Lives of the fellows

Keith Samuel Millingen

b.5 August 1922 d.30 September 1994
OAM(1993) MB BS Sydney(1945) MRCP Edin(1949) MRCP(1950) MRACP (1952) FRACP(1965) FRCP Edin(1968) FRCP(1977)

Among Keith Samuel Millingen’s many achievements was the establishment of the medical school in Tasmania. He waged a relentless struggle over many years and such was his commitment to the training of young doctors in Tasmania and the future of the medical school that in 1973 he sacrificed his private practice to join the foundation professor of medicine, the late Albert Baikie, to ensure that the new venture was a success.

He was born in Brisbane, Queensland, educated at Sydney Church of England Grammar School, and studied medicine at Sydney University, later undertaking two years postgraduate training in the UK, from 1950 to 1952. During his time in Britain he obtained his membership of the College and of the Australasian College, returning to Hobart, Tasmania. He chose neurology as his specialty and soon became renowned for his superb talents as a doctor. He was an outstanding clinical teacher, recognized in 1982 by his academic promotion to reader in medicine on the grounds of excellence in teaching.

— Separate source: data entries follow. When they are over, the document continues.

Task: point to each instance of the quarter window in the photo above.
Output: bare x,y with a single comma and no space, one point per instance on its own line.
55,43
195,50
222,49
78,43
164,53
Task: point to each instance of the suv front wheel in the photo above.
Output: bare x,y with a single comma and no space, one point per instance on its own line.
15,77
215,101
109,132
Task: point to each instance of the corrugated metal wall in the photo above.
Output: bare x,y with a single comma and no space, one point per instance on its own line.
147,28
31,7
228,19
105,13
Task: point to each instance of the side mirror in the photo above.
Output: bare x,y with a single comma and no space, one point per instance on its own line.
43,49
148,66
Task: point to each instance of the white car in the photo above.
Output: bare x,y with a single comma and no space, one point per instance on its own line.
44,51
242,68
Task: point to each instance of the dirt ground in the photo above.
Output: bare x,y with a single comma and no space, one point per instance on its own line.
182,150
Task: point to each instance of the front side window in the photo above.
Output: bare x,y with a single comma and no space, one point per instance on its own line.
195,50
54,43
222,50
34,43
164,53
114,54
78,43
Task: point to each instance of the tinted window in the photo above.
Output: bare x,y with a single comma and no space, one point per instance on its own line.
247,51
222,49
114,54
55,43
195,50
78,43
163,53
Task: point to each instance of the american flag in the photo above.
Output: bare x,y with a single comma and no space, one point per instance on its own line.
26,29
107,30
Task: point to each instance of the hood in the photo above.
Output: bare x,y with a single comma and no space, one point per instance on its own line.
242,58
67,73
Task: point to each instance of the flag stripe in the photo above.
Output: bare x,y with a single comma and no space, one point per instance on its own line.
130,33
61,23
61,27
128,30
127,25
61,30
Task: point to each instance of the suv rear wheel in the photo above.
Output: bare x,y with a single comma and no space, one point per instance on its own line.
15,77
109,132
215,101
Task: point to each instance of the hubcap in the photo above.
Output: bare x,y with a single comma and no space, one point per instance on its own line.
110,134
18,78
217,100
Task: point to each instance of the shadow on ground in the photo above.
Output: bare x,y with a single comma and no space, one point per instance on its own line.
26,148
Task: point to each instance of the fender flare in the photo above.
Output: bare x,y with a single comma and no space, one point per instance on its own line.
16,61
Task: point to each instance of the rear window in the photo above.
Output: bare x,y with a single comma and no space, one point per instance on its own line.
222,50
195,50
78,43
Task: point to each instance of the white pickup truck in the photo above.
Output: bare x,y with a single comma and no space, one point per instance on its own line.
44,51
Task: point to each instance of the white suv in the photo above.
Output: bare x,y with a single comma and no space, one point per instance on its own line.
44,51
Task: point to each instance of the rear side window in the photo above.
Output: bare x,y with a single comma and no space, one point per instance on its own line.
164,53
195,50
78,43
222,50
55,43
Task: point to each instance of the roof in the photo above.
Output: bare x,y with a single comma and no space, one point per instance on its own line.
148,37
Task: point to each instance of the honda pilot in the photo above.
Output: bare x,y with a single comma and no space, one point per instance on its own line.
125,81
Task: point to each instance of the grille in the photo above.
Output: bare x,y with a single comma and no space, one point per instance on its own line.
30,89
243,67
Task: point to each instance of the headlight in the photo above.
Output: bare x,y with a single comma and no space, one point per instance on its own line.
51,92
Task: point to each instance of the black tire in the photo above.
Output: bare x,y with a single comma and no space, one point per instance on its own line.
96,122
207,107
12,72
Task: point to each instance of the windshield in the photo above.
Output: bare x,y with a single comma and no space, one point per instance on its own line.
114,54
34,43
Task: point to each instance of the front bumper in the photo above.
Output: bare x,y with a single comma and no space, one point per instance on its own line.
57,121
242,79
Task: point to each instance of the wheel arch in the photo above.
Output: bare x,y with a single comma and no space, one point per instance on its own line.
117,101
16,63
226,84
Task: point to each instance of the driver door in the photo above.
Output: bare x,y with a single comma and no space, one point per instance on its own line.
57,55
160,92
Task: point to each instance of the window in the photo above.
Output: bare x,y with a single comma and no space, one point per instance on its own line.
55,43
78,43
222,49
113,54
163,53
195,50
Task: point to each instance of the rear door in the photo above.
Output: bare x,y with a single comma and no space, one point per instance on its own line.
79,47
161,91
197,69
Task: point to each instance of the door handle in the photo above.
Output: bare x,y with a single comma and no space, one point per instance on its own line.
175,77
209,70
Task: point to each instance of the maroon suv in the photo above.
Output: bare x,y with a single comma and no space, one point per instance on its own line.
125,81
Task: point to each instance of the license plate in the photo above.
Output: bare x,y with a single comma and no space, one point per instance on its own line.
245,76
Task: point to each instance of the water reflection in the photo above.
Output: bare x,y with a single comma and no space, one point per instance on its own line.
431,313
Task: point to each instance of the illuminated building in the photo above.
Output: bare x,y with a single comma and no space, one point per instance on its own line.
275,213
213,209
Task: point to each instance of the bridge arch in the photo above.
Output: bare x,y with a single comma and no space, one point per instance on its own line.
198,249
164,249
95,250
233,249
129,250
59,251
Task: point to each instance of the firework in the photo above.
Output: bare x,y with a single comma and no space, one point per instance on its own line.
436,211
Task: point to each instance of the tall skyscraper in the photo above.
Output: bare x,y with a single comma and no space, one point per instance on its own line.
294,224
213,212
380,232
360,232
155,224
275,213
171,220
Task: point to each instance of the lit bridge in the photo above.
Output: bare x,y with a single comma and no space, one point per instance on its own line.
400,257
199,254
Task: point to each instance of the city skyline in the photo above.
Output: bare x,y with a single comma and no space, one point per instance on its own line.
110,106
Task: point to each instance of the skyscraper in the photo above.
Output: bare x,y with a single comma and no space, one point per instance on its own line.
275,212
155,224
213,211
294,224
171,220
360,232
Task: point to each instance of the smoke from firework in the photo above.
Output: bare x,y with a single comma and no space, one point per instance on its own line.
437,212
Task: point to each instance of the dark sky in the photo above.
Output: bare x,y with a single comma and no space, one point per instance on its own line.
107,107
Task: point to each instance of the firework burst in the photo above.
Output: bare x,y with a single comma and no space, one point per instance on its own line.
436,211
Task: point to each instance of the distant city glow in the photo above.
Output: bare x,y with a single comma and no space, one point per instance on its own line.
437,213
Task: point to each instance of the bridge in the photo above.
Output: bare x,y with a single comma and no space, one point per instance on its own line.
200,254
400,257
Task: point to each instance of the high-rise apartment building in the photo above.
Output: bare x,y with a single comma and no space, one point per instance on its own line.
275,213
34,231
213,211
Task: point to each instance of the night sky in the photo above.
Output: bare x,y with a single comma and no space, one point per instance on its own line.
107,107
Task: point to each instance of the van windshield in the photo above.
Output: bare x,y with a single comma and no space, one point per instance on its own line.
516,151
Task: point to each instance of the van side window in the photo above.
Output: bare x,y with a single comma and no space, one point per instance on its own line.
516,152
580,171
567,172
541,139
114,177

He was also a gifted lecturer. No one made a greater contribution to the medical school than Millingen and there is no man to whom the students owe a greater debt. He was secretary of the state committee of the Royal Australasian College from 1962 to 1968, when he was elected a fellow. This was followed by his election to the Edinburgh and London Royal Colleges. He retired in 1987, but continued to work as a locum visiting neurologist to the Royal Hobart Hospital, and as an honorary clinical lecturer. He was awarded the OAM for his services to neurology in Tasmania.

He died suddenly from cancer, leaving behind his wife Eileen and three daughters - Prue, Felicity and Samantha.